Looking ahead: Going into 2014, The Cardinals will now be faced with the same decision they had with Adam Wainright six years ago, when he was a starting pitching prospect who had dominated out of the pen for a season. In all likelihood, GM John Mozeliak will recognize that a starting pitcher is exponentially more valuable than a a reliever, and they will convert him back into a starter. With two plus pitches, an above average third, and good command, he’ll make a good one.
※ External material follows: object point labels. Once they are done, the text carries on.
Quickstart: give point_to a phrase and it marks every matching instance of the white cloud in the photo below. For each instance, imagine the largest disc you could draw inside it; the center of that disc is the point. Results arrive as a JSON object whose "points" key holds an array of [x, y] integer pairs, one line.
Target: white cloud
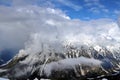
{"points": [[70, 4], [117, 12], [95, 6]]}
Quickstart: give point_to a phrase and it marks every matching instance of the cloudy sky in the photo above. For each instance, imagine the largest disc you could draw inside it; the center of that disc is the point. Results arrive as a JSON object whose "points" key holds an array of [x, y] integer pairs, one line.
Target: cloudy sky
{"points": [[25, 24], [82, 9]]}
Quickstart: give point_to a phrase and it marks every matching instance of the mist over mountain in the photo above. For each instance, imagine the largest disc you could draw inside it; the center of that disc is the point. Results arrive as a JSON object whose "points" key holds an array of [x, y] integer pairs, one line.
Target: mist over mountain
{"points": [[44, 42]]}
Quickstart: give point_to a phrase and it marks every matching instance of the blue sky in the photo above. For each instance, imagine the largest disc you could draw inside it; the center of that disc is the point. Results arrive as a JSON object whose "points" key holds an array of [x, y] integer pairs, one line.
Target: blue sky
{"points": [[81, 9]]}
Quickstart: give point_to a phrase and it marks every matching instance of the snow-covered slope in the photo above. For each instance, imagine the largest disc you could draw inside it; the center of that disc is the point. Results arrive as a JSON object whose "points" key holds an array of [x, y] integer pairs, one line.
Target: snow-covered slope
{"points": [[76, 62]]}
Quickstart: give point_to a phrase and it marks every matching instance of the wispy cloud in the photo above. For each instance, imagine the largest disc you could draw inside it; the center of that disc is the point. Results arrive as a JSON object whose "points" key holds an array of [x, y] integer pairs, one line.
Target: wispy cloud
{"points": [[70, 4], [95, 6]]}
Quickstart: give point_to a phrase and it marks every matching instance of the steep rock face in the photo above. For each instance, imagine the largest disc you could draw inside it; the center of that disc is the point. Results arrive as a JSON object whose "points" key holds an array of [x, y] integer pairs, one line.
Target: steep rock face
{"points": [[75, 63]]}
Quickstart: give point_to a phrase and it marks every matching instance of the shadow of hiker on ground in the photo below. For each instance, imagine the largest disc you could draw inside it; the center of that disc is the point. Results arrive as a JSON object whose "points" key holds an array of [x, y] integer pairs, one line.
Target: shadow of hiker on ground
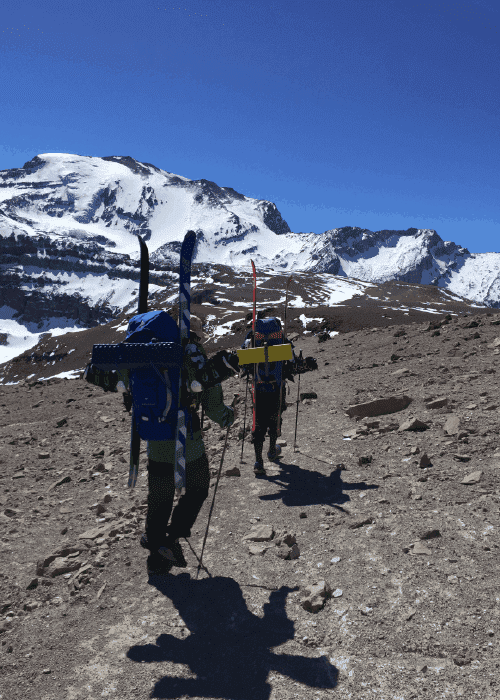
{"points": [[306, 488], [229, 648]]}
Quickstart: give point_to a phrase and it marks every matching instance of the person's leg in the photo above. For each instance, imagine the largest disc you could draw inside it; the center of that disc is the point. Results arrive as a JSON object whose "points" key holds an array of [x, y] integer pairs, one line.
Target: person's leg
{"points": [[273, 422], [258, 444], [189, 505], [259, 433], [160, 500]]}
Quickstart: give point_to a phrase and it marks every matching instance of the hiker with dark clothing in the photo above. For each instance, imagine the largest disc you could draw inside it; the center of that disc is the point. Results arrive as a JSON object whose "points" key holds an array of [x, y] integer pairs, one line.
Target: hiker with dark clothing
{"points": [[161, 538], [267, 407]]}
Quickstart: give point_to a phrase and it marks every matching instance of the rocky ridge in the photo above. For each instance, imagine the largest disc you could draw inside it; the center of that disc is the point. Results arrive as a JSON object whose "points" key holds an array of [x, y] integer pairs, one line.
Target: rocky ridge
{"points": [[365, 559]]}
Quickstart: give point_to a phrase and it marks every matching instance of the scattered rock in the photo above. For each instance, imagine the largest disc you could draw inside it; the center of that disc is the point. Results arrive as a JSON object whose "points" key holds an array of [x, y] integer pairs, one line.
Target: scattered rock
{"points": [[360, 523], [413, 424], [452, 425], [316, 595], [424, 461], [259, 533], [420, 548], [379, 407], [472, 478], [437, 403], [430, 534], [258, 548]]}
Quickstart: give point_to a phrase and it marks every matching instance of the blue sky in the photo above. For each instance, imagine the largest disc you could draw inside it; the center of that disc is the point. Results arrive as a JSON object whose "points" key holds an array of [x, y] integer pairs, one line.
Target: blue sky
{"points": [[378, 114]]}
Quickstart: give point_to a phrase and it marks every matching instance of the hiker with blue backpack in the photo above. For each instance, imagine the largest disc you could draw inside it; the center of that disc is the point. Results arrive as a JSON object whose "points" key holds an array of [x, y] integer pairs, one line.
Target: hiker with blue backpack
{"points": [[161, 538], [268, 379]]}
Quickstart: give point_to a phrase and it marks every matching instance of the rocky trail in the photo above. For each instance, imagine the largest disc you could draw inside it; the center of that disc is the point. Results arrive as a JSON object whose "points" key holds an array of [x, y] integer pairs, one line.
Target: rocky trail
{"points": [[364, 565]]}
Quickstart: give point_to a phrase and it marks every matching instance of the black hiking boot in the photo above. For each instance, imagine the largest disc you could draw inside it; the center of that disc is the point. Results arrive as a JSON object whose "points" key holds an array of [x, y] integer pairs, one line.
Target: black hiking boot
{"points": [[273, 455], [158, 565], [172, 552], [258, 469]]}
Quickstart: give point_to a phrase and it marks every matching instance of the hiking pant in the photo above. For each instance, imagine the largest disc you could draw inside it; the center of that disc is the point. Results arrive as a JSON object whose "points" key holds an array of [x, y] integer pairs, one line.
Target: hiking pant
{"points": [[161, 498], [266, 418]]}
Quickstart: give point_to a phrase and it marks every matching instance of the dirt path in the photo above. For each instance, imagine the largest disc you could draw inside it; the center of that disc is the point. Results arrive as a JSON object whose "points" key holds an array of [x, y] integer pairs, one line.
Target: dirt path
{"points": [[410, 607]]}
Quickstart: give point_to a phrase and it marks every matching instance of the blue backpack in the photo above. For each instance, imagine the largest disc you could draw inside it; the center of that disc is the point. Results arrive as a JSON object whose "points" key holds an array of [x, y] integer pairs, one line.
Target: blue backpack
{"points": [[155, 389], [268, 330]]}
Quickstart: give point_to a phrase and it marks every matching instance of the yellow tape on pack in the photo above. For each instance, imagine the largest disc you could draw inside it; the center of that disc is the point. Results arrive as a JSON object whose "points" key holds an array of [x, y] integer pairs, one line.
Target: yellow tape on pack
{"points": [[275, 353]]}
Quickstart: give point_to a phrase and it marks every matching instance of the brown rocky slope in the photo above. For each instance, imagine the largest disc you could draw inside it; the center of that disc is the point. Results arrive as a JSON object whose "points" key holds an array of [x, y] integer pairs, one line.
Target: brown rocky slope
{"points": [[364, 565]]}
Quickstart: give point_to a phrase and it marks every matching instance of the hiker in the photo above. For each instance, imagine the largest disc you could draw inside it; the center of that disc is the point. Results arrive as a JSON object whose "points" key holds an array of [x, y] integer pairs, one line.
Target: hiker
{"points": [[161, 539], [267, 416]]}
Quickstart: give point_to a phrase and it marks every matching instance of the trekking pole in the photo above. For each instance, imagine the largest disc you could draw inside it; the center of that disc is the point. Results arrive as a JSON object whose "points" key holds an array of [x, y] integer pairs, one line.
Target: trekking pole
{"points": [[296, 416], [200, 564], [244, 421], [283, 366]]}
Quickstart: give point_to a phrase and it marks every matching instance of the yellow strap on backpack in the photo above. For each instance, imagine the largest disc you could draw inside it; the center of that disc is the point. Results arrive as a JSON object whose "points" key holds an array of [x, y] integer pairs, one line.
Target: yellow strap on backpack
{"points": [[275, 353]]}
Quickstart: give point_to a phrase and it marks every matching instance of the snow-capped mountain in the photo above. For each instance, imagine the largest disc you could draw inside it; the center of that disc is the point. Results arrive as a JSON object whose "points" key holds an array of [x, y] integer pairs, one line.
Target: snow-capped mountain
{"points": [[70, 256]]}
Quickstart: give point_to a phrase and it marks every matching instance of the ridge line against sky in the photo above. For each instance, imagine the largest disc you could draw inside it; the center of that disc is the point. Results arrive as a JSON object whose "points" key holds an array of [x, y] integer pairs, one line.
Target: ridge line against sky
{"points": [[381, 114]]}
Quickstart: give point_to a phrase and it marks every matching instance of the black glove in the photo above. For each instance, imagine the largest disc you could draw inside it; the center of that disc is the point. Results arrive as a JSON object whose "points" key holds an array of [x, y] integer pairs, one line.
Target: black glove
{"points": [[127, 400]]}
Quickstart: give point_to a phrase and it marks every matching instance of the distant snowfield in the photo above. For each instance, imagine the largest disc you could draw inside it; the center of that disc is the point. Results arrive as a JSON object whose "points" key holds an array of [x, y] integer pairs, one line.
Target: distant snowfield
{"points": [[79, 200]]}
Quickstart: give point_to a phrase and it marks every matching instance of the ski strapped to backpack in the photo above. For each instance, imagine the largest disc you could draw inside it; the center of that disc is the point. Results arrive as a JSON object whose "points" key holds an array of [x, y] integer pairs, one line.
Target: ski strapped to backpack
{"points": [[284, 335], [267, 356], [154, 356], [166, 375], [184, 325]]}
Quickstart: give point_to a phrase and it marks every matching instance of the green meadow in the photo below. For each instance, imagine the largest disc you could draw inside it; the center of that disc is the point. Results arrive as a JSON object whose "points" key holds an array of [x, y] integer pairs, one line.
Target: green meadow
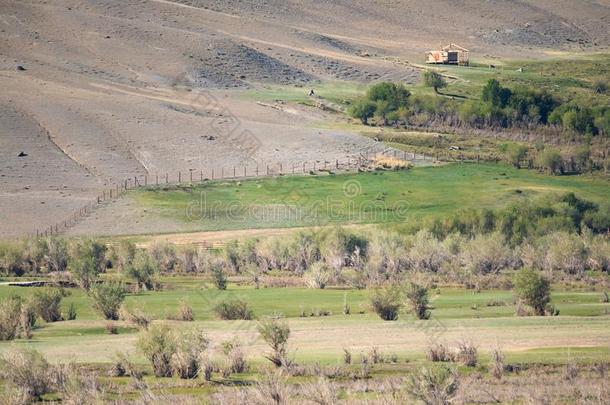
{"points": [[357, 198]]}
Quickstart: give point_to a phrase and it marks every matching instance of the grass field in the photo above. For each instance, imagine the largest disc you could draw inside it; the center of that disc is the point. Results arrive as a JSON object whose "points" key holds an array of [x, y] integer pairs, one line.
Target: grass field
{"points": [[363, 198], [458, 314]]}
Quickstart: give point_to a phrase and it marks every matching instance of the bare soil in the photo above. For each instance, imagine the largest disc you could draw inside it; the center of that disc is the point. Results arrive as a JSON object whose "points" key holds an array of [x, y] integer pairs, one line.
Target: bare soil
{"points": [[95, 91]]}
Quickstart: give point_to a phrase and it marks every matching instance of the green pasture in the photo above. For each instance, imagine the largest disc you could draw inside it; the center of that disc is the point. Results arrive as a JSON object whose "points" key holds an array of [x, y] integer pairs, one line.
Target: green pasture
{"points": [[357, 198]]}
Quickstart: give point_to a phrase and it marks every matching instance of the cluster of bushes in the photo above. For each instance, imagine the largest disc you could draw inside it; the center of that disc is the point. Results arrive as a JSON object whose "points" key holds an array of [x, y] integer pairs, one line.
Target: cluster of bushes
{"points": [[498, 107]]}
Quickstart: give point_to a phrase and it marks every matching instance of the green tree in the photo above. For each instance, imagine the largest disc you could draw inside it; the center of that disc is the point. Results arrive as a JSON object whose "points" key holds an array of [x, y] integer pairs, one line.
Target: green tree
{"points": [[143, 269], [87, 260], [434, 79], [516, 153], [494, 94], [533, 289], [417, 296], [362, 109], [107, 299], [551, 160]]}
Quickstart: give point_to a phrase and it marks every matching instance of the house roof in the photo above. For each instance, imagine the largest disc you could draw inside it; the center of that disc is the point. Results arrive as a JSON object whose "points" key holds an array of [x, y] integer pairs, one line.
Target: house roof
{"points": [[454, 47]]}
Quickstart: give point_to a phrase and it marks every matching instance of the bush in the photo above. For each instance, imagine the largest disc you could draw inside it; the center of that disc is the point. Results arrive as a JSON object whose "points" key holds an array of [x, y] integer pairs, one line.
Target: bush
{"points": [[71, 312], [434, 79], [533, 289], [235, 356], [219, 277], [158, 345], [317, 276], [386, 302], [275, 332], [362, 109], [111, 328], [143, 270], [438, 352], [135, 316], [107, 299], [487, 254], [496, 365], [10, 313], [29, 371], [433, 385], [187, 358], [467, 354], [551, 161], [185, 312], [417, 297], [47, 302], [232, 309], [87, 259]]}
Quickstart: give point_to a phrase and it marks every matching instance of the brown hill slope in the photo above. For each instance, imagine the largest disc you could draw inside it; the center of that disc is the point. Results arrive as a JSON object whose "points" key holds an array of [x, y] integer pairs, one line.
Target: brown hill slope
{"points": [[111, 89]]}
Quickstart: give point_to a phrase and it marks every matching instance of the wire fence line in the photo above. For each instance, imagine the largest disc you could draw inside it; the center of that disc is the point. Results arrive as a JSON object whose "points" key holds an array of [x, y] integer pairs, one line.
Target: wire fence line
{"points": [[192, 176]]}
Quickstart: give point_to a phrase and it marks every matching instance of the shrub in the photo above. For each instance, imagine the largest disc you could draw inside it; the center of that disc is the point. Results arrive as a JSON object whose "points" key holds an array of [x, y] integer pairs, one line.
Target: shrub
{"points": [[10, 313], [417, 297], [164, 254], [386, 302], [363, 110], [434, 79], [143, 270], [185, 312], [427, 253], [321, 392], [219, 277], [235, 356], [71, 315], [565, 252], [275, 332], [533, 289], [487, 254], [87, 259], [158, 345], [433, 386], [189, 348], [467, 354], [47, 302], [550, 160], [107, 299], [496, 365], [135, 316], [439, 352], [231, 309], [111, 328], [317, 276], [29, 371], [272, 389], [347, 357]]}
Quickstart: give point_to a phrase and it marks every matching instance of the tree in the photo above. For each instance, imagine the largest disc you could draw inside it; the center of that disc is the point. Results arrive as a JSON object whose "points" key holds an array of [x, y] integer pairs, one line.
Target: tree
{"points": [[143, 269], [494, 94], [533, 289], [434, 79], [275, 332], [417, 296], [107, 299], [516, 153], [362, 109], [87, 260], [551, 160], [386, 302]]}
Stock: Up, but he has graduated from prospect status.
No. 67 Casey Kelly, RHP, San Diego Padres
Height/Weight: 6-foot-3, 195 pounds
Born: Oct. 4 1989 (Age 24)
2012 MLB Stats (did not pitch in 2013): 2-3, 6.21 ERA, 6 GS, 29.0 IP, 10 BB (3.1 BB/9), 26 K (8.1 K/9), 1.690 WHIP
Heading into 2013: On the prospect radar since being drafted in the first round by the Red Sox in 2008 and shutting down the South Atlantic League (A) and the Carolina League (A+) as a 19 year old, Kelly finally reached the majors in 2012. He was injured struggled in his six starts and spent much of the year on the disabled list, but his combination of superior stuff and superior command made him a good bet to succeed going forward.
This season: Kelly did not succeed, although he did not fail per se either. The 24 year old righthander underwent Tommy John surgery at the end spring training and missed the remainder of the season.
Looking ahead: Kelly hopes to be ready by Opening day 2014, but Tommy John Surgery can require up to 18 months of rehab so its unclear how much he’ll pitch, if it all. If he does return, he may or may not be the same as he was before the operation, but his durability could always be in question.
No. 66 Kolten Wong, 2B, St. Louis Cardinals.
Height/Weight: 5-foot-9, 190 pounds
Born: Oct. 10, 1990 (Age 22)
2013 AAA stats: .303/.369/.466, 10 HR, 45 RBI, 41 BB, 60 SO, 20 SB, 107 G, 463 PA
2013 MLB stats: .153/.194/.169, 0 HR, 0 RBI, 3 BB, 12 SO, 3 SB, 32 G, 62 PA
Heading into 2013: A First round pick in 2011, Wong had performed at every level thus far and looked poised to continue his solid hitting in AAA. A good performance there could potentially lead to a major league call up by the end of the the year.
This season: Wong did indeed play well in AAA and received a call up to to the majors, although his hitting at the show was much more suspect. Ignoring his major league stats, which are the results of youth and a small sample size, his AAA numbers indicate across the board improvement. Always a .285+ batting average, line drive hitter, Wong affirmed 15 homer power by knocking out 10 in 107 games, he showed improve plate discipline by improving his walk rate from 7.6% in 2012 to 8.9%, and stole bases at an unreal clip (95% stolen base percentage).
Looking ahead: Wong should be major league ready next season, but the Cardinals are set at second and third base, hiss only positions. With that in mind, Mozeliak could potentially use him as a trade chip in his likely pursuit of a shortstop, or perhaps even attempt to move Wong there, although he has never played there in the minors and certainly lacks the range.